Укладова приподнялась. Бинт на ней был уже легкий, покрывал лишь часть головы, оставляя лицо открытым. Она была явно взволнована предстоящей встречей с бандитом и смотрела на входивших мужчин внимательно и испуганно.
Таксисты без халатов, ступая на носки, гуськом вошли в палату. За ними понятые — няня и медсестра. Митин пропустил их, стоя у двери. Сначала таксисты сбились в кучу, но потом встали у стены шеренгой. Воронов оказался с краю возле окна. Конвоир и Бабин, чтобы не заслонять шоферов, тоже встали у двери. Двое таксистов, самые молодые, почему-то ухмылялись, другие сохраняли серьезный вид. Все уставились на побледневшую больную.

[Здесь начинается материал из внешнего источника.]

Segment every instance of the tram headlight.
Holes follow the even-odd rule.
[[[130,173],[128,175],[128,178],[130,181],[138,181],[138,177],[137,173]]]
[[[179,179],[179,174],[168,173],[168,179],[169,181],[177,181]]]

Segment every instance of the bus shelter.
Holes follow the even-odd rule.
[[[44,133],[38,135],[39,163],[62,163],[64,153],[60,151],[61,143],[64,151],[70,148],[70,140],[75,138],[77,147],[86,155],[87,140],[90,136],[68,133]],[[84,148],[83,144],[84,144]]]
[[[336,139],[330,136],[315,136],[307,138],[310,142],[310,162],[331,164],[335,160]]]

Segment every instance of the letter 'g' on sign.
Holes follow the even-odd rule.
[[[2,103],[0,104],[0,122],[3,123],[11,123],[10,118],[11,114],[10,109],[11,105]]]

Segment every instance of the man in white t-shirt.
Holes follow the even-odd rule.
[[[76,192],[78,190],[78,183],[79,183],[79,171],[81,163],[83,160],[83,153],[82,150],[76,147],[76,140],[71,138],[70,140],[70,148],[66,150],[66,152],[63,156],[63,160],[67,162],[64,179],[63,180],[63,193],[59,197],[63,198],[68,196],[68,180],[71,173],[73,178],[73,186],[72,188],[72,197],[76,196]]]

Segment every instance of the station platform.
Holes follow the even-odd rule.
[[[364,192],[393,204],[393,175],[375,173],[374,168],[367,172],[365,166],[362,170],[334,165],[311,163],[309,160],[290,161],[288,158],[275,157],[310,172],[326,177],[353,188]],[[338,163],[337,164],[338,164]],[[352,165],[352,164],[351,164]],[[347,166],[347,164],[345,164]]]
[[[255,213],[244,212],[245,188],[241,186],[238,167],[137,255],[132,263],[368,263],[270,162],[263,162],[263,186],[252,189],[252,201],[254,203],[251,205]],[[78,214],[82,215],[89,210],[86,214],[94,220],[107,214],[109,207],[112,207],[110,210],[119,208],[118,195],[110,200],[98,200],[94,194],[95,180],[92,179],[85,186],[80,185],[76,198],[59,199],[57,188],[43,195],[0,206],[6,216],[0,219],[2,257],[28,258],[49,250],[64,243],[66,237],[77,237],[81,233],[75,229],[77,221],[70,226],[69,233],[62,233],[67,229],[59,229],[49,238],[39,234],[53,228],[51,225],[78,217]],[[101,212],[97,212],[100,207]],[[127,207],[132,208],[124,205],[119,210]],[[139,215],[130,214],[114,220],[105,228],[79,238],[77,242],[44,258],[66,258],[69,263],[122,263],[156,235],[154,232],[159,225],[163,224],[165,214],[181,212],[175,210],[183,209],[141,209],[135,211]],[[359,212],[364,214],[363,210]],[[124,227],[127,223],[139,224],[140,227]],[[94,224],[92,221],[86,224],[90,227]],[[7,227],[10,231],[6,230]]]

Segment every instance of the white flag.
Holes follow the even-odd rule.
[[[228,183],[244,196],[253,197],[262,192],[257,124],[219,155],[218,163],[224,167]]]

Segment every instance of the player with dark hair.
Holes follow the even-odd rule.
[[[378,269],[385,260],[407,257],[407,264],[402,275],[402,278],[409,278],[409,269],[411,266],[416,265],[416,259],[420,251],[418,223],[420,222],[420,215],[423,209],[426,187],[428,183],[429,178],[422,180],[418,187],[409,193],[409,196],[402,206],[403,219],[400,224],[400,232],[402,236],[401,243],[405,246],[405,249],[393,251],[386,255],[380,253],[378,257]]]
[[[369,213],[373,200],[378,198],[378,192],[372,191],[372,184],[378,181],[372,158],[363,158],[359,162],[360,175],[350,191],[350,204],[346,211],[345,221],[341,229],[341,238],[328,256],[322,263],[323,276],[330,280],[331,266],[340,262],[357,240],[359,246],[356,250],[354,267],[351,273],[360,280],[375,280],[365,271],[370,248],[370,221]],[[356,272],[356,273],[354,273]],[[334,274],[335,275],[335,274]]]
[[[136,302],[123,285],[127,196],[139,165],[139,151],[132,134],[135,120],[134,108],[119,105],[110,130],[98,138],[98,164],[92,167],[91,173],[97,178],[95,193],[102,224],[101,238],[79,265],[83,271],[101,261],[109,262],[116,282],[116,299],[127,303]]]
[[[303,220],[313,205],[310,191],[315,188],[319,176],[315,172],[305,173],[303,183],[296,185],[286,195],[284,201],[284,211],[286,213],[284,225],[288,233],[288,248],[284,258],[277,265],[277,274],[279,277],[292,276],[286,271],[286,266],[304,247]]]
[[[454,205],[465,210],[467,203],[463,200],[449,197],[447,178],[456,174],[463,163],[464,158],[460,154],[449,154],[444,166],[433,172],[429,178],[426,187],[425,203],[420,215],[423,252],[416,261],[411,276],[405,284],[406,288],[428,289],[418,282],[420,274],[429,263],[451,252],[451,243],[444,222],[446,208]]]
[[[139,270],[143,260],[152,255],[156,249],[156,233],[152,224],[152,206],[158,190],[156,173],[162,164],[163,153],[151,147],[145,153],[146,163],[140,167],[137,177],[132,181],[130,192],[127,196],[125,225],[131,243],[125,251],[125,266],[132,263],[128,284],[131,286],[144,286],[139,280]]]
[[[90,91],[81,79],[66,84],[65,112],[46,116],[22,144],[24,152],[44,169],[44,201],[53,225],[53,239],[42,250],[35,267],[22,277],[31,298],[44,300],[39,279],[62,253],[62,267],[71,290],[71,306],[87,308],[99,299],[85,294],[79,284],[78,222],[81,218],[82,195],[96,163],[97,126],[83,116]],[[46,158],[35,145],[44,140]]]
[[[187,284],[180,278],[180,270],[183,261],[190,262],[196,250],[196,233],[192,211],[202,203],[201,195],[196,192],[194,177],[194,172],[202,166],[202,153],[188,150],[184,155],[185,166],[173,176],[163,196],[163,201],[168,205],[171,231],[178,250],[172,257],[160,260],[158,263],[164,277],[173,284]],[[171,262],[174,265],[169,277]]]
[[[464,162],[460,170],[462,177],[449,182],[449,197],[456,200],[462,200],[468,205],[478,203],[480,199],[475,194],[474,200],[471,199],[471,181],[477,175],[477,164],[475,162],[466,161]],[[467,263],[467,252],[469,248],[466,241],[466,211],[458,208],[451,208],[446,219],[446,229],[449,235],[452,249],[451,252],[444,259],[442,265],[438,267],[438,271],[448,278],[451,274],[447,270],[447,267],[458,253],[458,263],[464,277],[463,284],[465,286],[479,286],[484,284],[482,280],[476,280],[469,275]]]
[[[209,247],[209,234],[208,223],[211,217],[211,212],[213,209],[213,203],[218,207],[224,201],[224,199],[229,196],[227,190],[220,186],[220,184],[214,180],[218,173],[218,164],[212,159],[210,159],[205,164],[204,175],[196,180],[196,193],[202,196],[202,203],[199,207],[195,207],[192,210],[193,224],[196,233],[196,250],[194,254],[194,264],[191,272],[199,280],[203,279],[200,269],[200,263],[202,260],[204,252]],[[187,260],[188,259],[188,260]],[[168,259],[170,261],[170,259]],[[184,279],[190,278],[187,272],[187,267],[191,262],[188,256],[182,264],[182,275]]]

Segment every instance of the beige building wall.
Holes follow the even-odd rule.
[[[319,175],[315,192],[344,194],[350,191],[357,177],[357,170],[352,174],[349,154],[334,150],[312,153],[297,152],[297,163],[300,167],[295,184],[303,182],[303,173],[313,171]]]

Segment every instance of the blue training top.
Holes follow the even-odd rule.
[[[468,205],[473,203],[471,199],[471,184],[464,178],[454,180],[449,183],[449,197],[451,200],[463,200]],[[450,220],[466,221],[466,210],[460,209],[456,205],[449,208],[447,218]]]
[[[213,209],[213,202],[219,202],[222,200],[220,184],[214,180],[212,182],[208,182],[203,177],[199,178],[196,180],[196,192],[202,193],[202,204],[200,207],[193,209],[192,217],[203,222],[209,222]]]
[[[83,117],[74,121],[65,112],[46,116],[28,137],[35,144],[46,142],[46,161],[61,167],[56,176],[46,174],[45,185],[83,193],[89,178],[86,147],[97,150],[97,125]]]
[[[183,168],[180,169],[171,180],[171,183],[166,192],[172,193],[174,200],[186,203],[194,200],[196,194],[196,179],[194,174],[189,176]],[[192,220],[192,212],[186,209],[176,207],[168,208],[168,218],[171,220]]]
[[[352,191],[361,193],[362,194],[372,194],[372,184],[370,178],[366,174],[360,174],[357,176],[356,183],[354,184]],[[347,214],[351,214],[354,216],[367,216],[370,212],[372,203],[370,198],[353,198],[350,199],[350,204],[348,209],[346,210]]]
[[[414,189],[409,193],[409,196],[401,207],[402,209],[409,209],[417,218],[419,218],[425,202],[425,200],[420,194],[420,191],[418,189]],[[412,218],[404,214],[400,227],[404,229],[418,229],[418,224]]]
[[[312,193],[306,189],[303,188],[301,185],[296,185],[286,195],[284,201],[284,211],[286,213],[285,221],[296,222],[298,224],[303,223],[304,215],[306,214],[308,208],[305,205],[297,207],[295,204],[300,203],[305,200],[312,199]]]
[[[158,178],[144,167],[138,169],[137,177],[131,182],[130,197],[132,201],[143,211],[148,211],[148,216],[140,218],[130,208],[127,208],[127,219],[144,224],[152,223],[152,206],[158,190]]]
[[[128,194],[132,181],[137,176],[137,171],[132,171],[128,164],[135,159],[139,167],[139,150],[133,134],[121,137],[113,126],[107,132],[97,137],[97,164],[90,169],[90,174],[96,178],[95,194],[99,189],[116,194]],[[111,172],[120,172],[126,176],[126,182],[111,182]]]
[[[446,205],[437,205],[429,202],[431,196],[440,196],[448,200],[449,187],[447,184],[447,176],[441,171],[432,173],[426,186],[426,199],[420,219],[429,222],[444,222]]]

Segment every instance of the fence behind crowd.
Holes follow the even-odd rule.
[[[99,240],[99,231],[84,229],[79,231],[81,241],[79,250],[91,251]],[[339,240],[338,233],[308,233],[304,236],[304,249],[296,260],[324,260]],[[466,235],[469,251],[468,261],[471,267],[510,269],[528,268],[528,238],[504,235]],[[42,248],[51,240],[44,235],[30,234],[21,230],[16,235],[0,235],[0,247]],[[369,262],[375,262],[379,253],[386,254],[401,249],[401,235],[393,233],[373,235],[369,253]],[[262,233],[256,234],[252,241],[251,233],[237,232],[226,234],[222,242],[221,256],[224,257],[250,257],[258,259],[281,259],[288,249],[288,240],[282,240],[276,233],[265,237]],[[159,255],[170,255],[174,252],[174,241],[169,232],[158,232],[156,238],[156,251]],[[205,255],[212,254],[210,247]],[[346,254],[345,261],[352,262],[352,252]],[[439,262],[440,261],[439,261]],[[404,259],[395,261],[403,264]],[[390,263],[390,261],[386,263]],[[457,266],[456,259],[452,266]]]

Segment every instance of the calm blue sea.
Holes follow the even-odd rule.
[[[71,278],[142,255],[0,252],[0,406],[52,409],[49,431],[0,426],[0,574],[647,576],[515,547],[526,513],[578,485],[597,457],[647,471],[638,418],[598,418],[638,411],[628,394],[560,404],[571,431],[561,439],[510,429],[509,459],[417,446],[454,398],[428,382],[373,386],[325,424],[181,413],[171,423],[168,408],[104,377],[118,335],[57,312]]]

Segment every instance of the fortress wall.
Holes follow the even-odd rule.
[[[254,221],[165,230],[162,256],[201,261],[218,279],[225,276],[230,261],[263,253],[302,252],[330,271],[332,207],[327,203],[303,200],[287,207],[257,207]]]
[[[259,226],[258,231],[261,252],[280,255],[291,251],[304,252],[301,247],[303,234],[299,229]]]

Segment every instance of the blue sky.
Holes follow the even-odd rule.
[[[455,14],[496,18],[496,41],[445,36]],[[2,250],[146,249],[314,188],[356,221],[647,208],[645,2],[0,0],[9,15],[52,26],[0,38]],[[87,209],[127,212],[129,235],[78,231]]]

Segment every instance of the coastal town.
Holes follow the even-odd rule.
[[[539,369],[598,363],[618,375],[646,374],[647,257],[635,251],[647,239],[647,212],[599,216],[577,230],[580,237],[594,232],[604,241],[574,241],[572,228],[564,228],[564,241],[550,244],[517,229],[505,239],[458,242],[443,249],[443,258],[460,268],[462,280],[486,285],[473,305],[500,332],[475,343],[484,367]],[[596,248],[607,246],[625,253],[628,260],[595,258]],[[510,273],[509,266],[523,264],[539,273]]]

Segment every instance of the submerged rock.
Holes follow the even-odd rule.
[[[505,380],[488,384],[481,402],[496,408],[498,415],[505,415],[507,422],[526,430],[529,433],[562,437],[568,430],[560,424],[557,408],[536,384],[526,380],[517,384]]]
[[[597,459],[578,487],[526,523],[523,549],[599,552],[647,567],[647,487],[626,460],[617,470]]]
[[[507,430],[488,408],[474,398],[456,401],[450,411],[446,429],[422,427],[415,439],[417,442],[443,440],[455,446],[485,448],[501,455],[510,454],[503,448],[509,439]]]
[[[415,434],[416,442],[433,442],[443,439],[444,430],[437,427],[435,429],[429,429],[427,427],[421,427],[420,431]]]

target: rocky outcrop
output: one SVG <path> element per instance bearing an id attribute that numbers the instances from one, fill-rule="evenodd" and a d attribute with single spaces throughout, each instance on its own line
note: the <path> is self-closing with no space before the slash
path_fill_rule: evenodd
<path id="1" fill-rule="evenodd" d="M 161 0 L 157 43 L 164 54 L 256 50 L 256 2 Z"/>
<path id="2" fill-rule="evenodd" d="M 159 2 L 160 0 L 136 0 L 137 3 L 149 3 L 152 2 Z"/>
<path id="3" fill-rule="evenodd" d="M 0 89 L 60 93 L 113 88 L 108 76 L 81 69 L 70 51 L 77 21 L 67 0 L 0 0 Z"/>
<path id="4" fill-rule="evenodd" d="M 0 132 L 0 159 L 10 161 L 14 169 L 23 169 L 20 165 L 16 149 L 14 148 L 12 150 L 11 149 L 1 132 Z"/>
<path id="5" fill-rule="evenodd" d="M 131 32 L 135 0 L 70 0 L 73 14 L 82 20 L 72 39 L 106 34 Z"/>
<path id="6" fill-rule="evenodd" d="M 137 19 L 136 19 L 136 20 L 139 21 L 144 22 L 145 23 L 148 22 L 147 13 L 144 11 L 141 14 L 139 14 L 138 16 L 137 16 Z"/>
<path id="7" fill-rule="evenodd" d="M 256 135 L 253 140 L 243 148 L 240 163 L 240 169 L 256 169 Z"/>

— Прошу вас, Галина Семеновна… — начал Митин и не докончил фразу.
Укладова вытянула руку, указывая на Воронова, и закричала:
— Вот он, негодяй! Этот…
Затем зажмурилась, как от яркого света, схватилась руками за лицо и откинулась на подушку. Вероятно, перед ней опять возникла страшная ночная картина, когда грабитель замахивался на нее молотком.
Наступила полная тишина. Все повернулись к Воронову. У того медленно опускалась нижняя челюсть. Открытый рот его казался темным провалом на белом лице.